ABordé d’une manière purement financière, le problème de la dette publique n’est pas suffisamment abordé dans sa dimension politique. Présentée comme un élément essentiel des engagements entre générations, la dette financière publique ne peut être entièrement dissociée d’engagements de nature très différente, notamment les retraites. Or, les gouvernements restructurent sans vergogne le contrat de retraite sans toucher aux contrats financiers, dont les bénéficiaires sont pourtant bien moins nombreux et plus avantagés. France du XVIIIe sièclee Le siècle offre un exemple intéressant d’ajustements politiques entre ces différents types d’engagement.
La dette n’a alors cessé d’augmenter sous l’effet des guerres menées par la France, principalement contre le Royaume-Uni. A la fin du siècle, son niveau était comparable à celui que l’on connaît aujourd’hui. Mais contrairement à notre dette homogène, constituée de bons du Trésor facilement négociables sur un marché très liquide et profond, elle revêtait à l’époque des formes multiples.
A côté des rentes perpétuelles et des obligations négociables sur le marché, d’autres instruments, qui représentent des montants équivalents, ne sont pas ou difficilement négociables. C’est le cas des « offices », qui sont la forme privatisée des services publics (fiscaux, juridiques, militaires – les notaires en restent le dernier exemple). Leurs acquéreurs perçoivent des revenus réguliers ou variables rémunérant le capital qu’ils ont investi dans le bureau, créé et initialement vendu par la Couronne pour financer les dépenses publiques.

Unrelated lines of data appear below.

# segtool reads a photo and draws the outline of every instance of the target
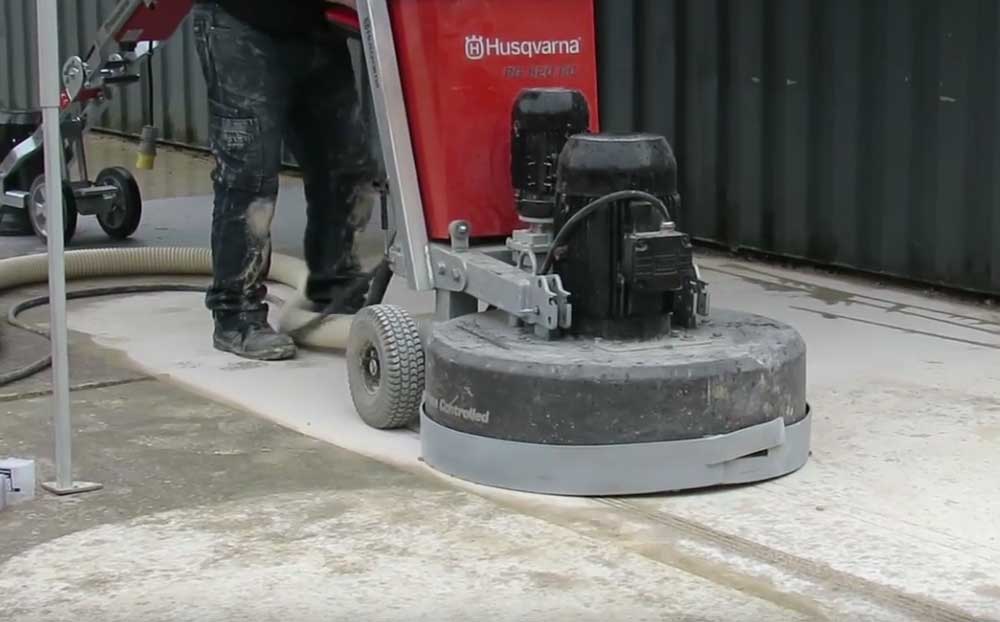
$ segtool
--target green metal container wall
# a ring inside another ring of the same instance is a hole
[[[605,129],[698,238],[1000,292],[996,0],[603,0]]]
[[[114,3],[61,0],[64,52]],[[37,100],[33,5],[0,0],[0,106]],[[603,124],[667,136],[695,236],[1000,293],[996,0],[597,5]],[[165,138],[204,147],[190,24],[154,75]],[[101,124],[137,133],[144,92]]]

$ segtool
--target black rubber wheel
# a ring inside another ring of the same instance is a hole
[[[104,233],[115,240],[129,238],[142,221],[142,195],[132,173],[120,166],[106,168],[97,175],[98,186],[113,186],[118,192],[110,209],[97,215]]]
[[[424,348],[409,313],[392,305],[358,312],[347,344],[347,380],[354,407],[369,426],[391,430],[417,420]]]
[[[76,233],[77,218],[73,187],[69,183],[63,182],[63,240],[65,244],[69,244]],[[46,240],[48,219],[45,208],[45,175],[36,177],[28,191],[28,221],[31,223],[31,229],[35,235]]]

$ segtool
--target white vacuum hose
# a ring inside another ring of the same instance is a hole
[[[128,276],[211,276],[212,253],[206,248],[101,248],[66,252],[66,280]],[[0,292],[48,281],[48,256],[44,253],[0,260]],[[305,263],[275,253],[271,257],[268,280],[301,291],[307,276]],[[302,306],[304,297],[287,301],[282,307],[278,328],[293,334],[317,317]],[[349,315],[331,315],[315,329],[297,338],[309,348],[343,350],[347,347]]]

Asymétrie de l’information
S’ils peuvent les revendre, c’est sous le contrôle du roi, qui peut également modifier les émoluments en fonction de la situation financière du royaume. Autre instrument : les rentes viagères. Ceux-ci sont payés par l’Etat du vivant de la personne (le bénéficiaire) désignée dans le contrat, en échange du versement d’un capital initial au Trésor de l’Etat. Pour les viagers comme pour les bureaux, le marché secondaire est freiné par l’asymétrie d’information entre le vendeur, qui en sait plus sur les réformes possibles des bureaux ou… sur l’espérance de vie du bénéficiaire d’un viager que les acheteurs potentiels.
N’étant ni négociable ni difficile à réaliser, cette part significative de la dette publique n’est pas soumise aux fluctuations et aux verdicts du marché. Segmentée en instruments distincts dont les clientèles sont en partie différentes, elle peut faire l’objet d’une gestion « politique », qui voit des réductions ou des restructurations affecter certains segments plutôt que d’autres – comme c’est le cas aujourd’hui. les retraites, objets d’ajustements budgétaires de l’État.